Impact
The vulnerability resides in the Cookie Rewriting feature of Contour, a Kubernetes ingress controller that utilizes Envoy's HTTP Lua filter. When an attacker with permission to create or modify HTTPProxy resources crafts a malicious value in the cookieRewritePolicies.pathRewrite.value field, the value is interpolated into Lua code without proper sanitization. This enables arbitrary Lua code execution within the Envoy proxy, allowing the attacker to read Envoy's xDS client credentials or cause a denial of service. The injected code runs only when traffic is processed on the attacker’s own route, but because Envoy operates as shared infrastructure, the malicious script can affect other tenants as well.
Affected Systems
Versions of Contour from 1.19.0 up to but excluding 1.33.4, 1.32.5, and 1.31.6 are impacted. The bug is fixed in Contour releases 1.33.4, 1.32.5, and 1.31.6; any deployment using earlier releases should be evaluated for upgrade eligibility.
Risk and Exploitability
The CVSS score of 8.1 indicates high severity, while the EPSS score indicates very low probability of exploitation in the wild. The vulnerability is not listed in CISA's KEV catalog.
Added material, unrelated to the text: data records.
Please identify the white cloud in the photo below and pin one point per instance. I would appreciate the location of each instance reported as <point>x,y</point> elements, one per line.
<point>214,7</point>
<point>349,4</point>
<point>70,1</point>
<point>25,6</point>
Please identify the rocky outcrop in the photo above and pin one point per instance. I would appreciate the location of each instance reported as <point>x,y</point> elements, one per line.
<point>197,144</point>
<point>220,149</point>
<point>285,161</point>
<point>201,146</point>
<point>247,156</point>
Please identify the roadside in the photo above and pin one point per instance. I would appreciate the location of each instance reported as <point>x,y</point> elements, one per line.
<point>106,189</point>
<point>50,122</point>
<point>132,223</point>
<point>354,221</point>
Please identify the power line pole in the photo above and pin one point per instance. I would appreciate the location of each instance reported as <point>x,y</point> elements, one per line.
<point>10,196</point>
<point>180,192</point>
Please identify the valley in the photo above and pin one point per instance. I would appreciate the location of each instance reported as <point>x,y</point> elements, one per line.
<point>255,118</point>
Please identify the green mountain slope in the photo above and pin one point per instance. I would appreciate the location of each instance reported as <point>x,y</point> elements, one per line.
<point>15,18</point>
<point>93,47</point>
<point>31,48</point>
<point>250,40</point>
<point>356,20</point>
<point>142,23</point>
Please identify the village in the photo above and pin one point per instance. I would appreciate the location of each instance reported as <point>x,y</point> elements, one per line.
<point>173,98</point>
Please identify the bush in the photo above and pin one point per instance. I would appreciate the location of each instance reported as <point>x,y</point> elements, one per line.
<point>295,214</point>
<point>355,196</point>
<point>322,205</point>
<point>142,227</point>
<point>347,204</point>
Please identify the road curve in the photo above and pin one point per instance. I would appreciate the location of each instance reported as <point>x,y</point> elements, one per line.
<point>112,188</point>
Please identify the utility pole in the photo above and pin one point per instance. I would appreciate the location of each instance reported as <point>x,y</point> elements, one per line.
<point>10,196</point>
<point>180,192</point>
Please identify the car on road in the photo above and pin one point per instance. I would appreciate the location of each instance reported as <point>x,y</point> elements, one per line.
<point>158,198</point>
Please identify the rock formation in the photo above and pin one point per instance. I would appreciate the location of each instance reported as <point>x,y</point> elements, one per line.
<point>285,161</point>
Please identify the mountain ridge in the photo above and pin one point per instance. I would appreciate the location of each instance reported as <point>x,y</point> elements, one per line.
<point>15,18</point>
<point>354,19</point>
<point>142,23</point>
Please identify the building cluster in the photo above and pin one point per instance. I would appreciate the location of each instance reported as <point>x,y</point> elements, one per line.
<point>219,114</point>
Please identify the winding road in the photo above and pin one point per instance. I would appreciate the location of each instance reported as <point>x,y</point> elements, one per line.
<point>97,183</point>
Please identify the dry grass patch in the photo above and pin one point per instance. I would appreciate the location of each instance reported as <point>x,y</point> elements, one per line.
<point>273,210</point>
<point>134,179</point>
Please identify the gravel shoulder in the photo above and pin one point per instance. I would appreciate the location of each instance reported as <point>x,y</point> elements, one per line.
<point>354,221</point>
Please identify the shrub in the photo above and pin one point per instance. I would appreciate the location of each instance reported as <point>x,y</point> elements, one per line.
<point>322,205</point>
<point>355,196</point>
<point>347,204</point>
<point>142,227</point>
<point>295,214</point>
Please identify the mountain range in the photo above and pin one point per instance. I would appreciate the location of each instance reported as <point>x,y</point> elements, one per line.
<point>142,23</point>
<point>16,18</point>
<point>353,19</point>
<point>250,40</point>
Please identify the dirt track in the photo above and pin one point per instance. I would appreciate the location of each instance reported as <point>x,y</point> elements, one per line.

Exploitation requires RBAC permissions to create or modify HTTPProxy resources, so an attacker must either have legitimate cluster privileges or compromise a user with those rights. Once the malicious route is defined, the injected Lua code is executed during traffic handling and can exfiltrate credentials or crash Envoy, potentially impacting multiple tenants that share the same Envoy instance.